Beta Radiation

Beta Radiation

Physical Origin

Beta radiation takes the form of either an electron or a positron (a particle with the size and mass of an electron, but with a positive charge) being emitted from an atom.

Image 7 - Beta decay

Size, speed and range

Beta particles are about 7000 times smaller than alpha particles. Their small size and mass allow them to travel further and faster (close to the speed of light) and can, therefore, penetrate clothing and skin. Beta particles typically travel several dozen centimeters in the air. Their range in tissue is longer than alpha particles (0.8-5 mm).

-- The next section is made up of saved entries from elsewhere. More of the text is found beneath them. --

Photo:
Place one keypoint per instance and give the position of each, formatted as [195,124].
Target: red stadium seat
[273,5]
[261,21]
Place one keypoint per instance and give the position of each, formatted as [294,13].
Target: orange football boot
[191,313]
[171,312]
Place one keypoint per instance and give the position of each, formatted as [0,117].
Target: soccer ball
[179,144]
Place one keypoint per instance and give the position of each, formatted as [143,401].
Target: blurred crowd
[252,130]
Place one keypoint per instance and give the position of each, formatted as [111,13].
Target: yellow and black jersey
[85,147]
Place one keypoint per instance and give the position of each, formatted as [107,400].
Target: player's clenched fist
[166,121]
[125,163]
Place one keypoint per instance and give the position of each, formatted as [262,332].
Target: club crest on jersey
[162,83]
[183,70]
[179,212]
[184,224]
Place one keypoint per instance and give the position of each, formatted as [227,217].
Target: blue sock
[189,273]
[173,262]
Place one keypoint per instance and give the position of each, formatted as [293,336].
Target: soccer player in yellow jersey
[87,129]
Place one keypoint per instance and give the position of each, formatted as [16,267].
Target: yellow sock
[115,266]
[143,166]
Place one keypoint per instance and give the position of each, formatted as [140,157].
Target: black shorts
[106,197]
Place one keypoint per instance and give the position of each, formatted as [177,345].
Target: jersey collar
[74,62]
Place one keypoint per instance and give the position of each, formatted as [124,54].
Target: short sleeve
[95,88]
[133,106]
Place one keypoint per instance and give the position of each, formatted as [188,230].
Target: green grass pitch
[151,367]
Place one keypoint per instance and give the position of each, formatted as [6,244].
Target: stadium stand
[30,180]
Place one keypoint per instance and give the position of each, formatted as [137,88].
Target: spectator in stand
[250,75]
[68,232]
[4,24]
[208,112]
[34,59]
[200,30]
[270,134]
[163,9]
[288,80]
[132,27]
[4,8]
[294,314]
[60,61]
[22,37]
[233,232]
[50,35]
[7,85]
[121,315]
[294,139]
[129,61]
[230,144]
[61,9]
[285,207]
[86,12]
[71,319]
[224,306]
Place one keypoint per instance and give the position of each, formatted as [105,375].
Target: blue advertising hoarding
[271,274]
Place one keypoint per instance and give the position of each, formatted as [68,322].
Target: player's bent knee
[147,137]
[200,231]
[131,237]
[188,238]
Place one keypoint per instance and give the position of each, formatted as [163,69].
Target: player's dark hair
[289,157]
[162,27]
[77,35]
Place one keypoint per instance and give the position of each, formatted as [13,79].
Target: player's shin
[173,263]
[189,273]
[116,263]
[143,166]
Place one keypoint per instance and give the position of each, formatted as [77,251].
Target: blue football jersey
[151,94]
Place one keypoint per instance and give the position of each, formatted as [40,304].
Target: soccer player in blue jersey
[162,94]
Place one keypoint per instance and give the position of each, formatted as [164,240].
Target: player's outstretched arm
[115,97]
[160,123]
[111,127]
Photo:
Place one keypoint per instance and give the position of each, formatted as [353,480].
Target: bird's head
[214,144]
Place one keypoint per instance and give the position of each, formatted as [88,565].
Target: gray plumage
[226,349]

Their small size and mass allow them to travel further and faster (close to the speed of light) and can therefore penetrate clothing and skin. Beta particles typically travel several dozen centimeters in the air. Their range in tissue is longer than alpha particles (0.8-5 mm).

Effect on cell

Beta particles are lethal to cancer cells, though this effect is less destructive to the cell DNA than that of alpha particles, but more than that of gamma rays. Beta particles have a low LET and deposit less energy on targeted areas. Its long range compromises cell integrity, leading not only to the destruction of targeted cancerous cells but also to the killing of normal bystander cells potentially producing higher toxicity.

Image 8 - Size comparison between alpha and beta particles

Shielding

Beta particles can only be stopped after traveling through about at least 30 cm of air or by a thin layer of glass or metal. For this reason, additional covering,is necessary to protect against beta-emitters.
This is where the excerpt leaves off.